We chose to administer argatroban in this study because its past record predicted the likelihood of preventing the formation of secondary microthrombi in the veins, reducing ischemic stroke lesions and acting safely in terms of avoiding intracranial hemorrhage. In a previous study, La Monte et al. showed the anticoagulative effects of argatroban in 171 acute ischemic stroke patients within 12 hours of symptom onset without any increased hemorrhage risk [9]. Hosomi et al. demonstrated that argatroban was safe and effective in acute ischemic stroke patients, increasing clinical improvement without increasing intracranial hematoma [38]. Urabe et al. stated that argatroban could reduce ischemic lesions and inhibit clot-bound thrombin [22].

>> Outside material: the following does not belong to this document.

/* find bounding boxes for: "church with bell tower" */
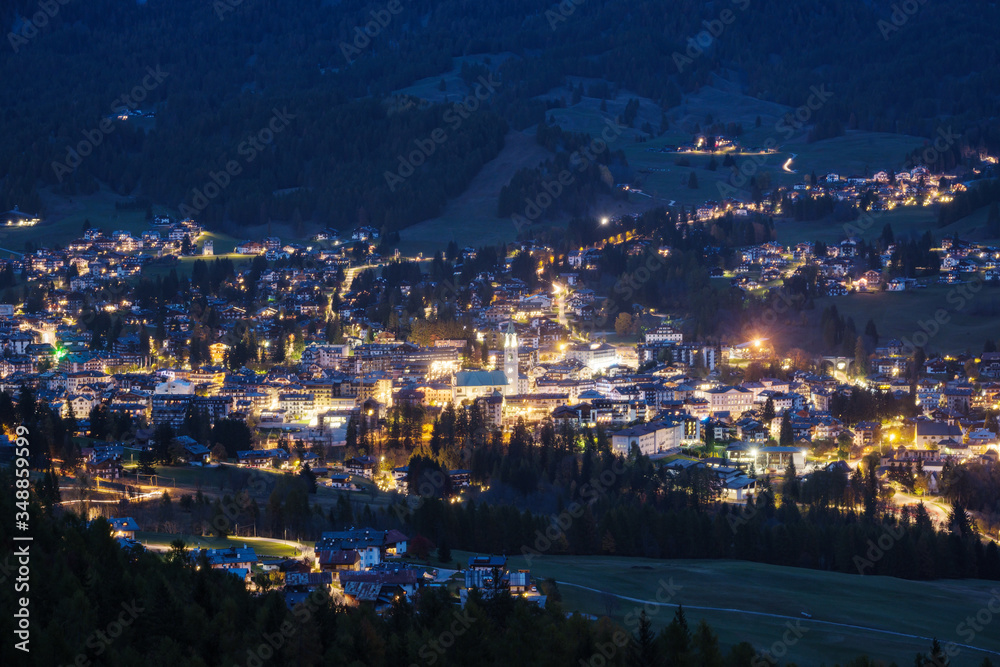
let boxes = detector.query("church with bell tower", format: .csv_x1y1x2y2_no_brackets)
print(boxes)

Japanese researchers reported in a clinical study that argatroban inhibited microthrombi activity and ameliorated regional blood flow in the brain [39]. The results of another similar study indicated that argatroban treatment could decrease secondary microthrombi in the infarct area, improve regional blood flow in the brain, downsize ischemic lesions, and therefore, produce better clinical outcomes [40]. Similarly, we observed that after argatroban treatment, the acute ischemic paraventricular stroke patients had improved outcomes.

Limitations

There were 2 limitations to our present study: First, the sample size of the present study was too small to draw a solid conclusion. Studies of larger scales are needed in the future to confirm the results of the present study. Second, there still exists a possibility that infarction reduction and neurological improvement might be directly related to improved BVR outflow in acute ischemic stroke after argatroban treatment. Although our observations in this study precluded us from drawing such a conclusion, this study is a first observation to show that argatroban increased flow velocity of the basal vein after acute ischemic paraventricular stroke for up to 7 days. This effect of argatroban on expanding venous blood flow was accompanied by a reduced infarction volume and improved clinical outcomes at day 7 and day 90 from the onset of stroke. Future confirmation directly linking argatroban to the reduction of venous microthrombi formation is well-warranted.

Conclusions

Vein drainage change may contribute to the acute phase of brain edema and the outcomes of ischemic stroke patients.